Williams was pronounced dead about a half-hour later at Valley Hospital Medical Center.

Police have said Williams had felony convictions in California for possession of controlled substances, transporting and selling controlled substances, vehicle theft and forced assault with a deadly weapon.

At the time of his death, Williams was out of custody with electronic monitoring in a June case stemming from charges of trafficking methamphetamine and possession of a dangerous drug without a prescription.

Lapse in video

Body camera footage was first released during a news conference four days after Williams’ death. But Williams’ family has said that the edited footage shown during the news briefing did not tell the whole story.

Jeffery Thompkins, the man’s stepson, said at the time that he and the rest of the family reviewed footage from seven officers who were at the scene.

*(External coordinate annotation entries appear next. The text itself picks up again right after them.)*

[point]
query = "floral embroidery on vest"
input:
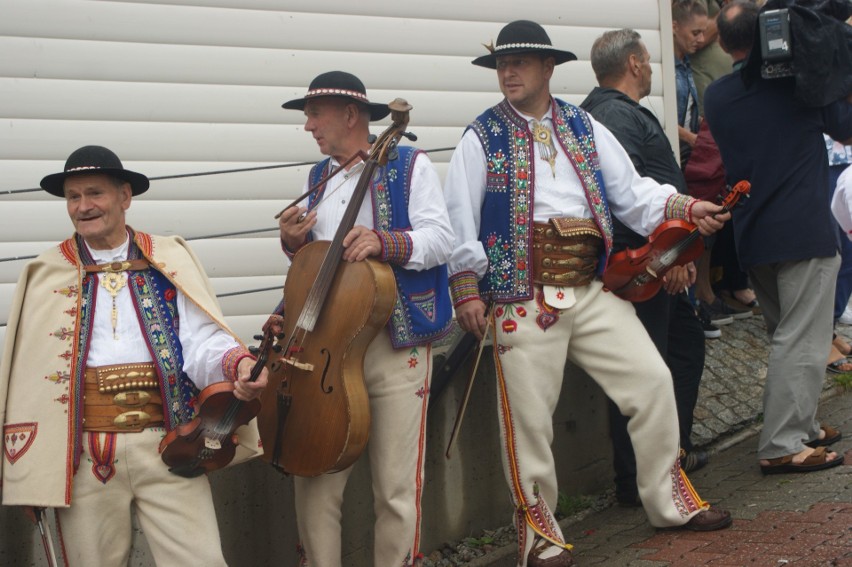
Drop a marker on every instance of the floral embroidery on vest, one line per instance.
(507, 210)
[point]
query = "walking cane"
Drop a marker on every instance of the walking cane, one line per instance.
(463, 406)
(46, 537)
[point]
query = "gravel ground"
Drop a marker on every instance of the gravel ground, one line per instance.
(456, 553)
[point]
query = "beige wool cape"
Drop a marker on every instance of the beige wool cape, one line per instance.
(37, 388)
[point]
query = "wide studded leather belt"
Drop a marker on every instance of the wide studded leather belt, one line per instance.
(566, 251)
(122, 398)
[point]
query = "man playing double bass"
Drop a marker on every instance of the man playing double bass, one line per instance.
(402, 221)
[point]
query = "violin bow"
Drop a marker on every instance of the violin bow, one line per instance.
(46, 537)
(321, 182)
(469, 388)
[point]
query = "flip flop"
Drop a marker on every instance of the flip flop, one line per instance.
(816, 461)
(832, 436)
(839, 366)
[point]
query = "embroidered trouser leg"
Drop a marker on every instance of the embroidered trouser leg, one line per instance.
(796, 299)
(176, 514)
(397, 382)
(602, 334)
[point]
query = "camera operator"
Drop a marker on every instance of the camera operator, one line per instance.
(785, 237)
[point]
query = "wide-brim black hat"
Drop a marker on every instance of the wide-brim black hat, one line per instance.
(339, 83)
(522, 36)
(92, 160)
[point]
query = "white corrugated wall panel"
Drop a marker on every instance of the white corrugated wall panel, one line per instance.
(185, 87)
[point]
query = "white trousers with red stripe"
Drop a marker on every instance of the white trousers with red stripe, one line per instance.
(602, 335)
(175, 513)
(397, 382)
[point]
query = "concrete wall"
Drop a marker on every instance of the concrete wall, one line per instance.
(462, 495)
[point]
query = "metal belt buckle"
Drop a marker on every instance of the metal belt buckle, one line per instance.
(131, 419)
(133, 399)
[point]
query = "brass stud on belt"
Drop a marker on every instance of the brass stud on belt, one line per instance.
(130, 419)
(132, 399)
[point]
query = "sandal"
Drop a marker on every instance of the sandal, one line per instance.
(841, 345)
(816, 461)
(832, 435)
(839, 366)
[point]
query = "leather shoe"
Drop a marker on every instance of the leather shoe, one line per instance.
(564, 559)
(709, 520)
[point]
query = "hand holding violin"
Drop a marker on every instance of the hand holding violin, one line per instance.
(244, 389)
(709, 217)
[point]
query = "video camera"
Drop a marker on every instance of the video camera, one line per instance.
(776, 44)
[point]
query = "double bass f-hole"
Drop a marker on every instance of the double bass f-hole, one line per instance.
(326, 389)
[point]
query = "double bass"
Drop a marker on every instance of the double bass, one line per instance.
(315, 413)
(637, 274)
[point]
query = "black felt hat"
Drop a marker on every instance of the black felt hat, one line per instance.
(522, 36)
(91, 160)
(339, 83)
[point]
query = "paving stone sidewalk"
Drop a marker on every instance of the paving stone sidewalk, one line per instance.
(779, 520)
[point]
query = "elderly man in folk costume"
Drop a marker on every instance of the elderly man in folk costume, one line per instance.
(403, 222)
(111, 335)
(531, 189)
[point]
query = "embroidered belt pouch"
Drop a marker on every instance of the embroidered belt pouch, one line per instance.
(122, 398)
(566, 251)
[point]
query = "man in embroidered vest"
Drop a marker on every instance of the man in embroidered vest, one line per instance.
(402, 221)
(530, 189)
(622, 66)
(96, 368)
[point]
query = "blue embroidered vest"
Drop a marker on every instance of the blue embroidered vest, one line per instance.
(155, 299)
(507, 210)
(422, 312)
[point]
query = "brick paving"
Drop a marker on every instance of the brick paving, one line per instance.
(792, 519)
(779, 520)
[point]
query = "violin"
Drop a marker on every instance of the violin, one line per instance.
(637, 274)
(208, 442)
(315, 413)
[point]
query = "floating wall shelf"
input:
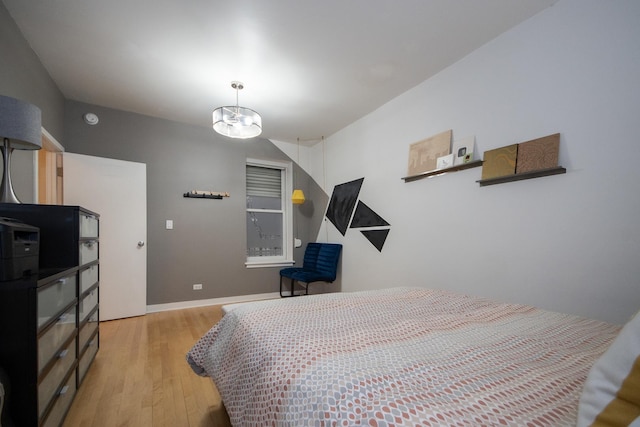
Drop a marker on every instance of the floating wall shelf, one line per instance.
(463, 166)
(520, 176)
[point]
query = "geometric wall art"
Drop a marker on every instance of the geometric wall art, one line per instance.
(342, 202)
(366, 217)
(344, 213)
(376, 237)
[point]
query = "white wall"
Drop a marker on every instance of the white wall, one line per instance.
(568, 242)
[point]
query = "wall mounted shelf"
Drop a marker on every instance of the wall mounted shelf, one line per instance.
(521, 176)
(435, 172)
(198, 194)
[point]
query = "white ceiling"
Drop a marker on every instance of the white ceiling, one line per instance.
(309, 67)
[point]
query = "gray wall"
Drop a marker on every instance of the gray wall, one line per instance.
(207, 244)
(567, 243)
(22, 76)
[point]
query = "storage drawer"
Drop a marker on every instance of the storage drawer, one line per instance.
(63, 401)
(53, 380)
(51, 341)
(88, 251)
(88, 303)
(88, 225)
(88, 277)
(87, 331)
(87, 357)
(52, 298)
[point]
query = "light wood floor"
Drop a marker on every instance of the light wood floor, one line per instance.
(140, 376)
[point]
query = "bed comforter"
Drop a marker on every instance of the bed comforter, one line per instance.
(399, 357)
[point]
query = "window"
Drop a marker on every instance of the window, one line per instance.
(269, 223)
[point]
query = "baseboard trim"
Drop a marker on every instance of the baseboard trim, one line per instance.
(213, 301)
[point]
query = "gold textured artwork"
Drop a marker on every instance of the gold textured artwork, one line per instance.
(500, 162)
(537, 154)
(423, 155)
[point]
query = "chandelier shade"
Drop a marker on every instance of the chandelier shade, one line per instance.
(235, 121)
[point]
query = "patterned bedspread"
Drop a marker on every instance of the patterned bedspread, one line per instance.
(399, 357)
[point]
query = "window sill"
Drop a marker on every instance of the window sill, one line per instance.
(261, 264)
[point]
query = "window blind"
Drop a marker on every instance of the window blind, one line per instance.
(264, 182)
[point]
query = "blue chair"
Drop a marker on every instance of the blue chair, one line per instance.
(320, 265)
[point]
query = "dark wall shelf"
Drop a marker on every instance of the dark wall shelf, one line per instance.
(519, 177)
(463, 166)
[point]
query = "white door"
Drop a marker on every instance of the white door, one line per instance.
(117, 191)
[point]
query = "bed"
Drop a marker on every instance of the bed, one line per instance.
(400, 356)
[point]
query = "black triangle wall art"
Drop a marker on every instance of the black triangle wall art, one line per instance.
(376, 237)
(366, 217)
(343, 201)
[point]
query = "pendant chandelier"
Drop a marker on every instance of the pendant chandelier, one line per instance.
(235, 121)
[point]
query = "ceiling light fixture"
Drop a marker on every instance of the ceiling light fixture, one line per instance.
(235, 121)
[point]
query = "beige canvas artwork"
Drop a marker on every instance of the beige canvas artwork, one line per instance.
(423, 155)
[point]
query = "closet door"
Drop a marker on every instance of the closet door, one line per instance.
(117, 191)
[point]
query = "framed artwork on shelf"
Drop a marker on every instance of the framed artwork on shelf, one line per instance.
(423, 155)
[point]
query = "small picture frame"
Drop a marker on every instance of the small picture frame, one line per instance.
(463, 150)
(444, 162)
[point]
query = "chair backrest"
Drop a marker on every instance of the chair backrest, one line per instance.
(322, 258)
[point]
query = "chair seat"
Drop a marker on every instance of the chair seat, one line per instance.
(320, 265)
(306, 276)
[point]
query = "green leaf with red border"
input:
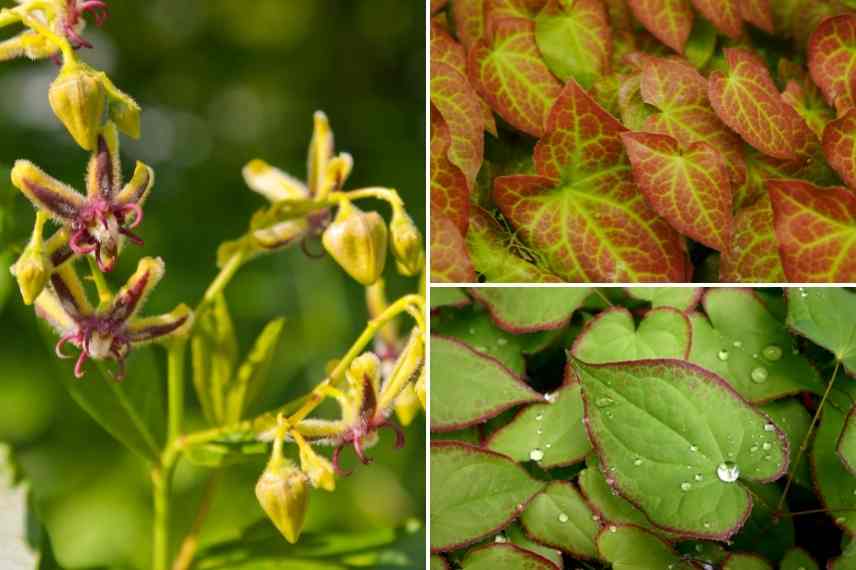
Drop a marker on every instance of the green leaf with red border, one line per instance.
(689, 187)
(582, 211)
(510, 74)
(575, 40)
(670, 21)
(746, 99)
(816, 229)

He said the footage showed officers dragging Williams’ limp body around a corner and dropping him on the ground while they laughed, high-fived and told him nobody was coming to help him.

Thompkins also said there was a lapse in the video, made recognizable by the jump between dark, pre-dawn footage to footage apparently shot after sunrise.

“You could see him on the ground, begging for help, and it was still dark,” Thompkins said. “When the images come back on and he’s on his back, the sun is up and he’s being worked on by paramedics. He’s motionless, lifeless.”

Thompkins could not be reached Thursday for comment, but during a protest a week after the death in front of Metro’s headquarters, not far from where Williams was detained, Thompkins and other family members demanded that the department publicly release the unedited footage.

Metro in September denied a Review-Journal request for all of the body camera footage, citing the open investigation.

At the protest, Thompkins said he wanted to see changes in state law and within Metro. It’s not OK, he said, for “police to drive the narrative about what happened.”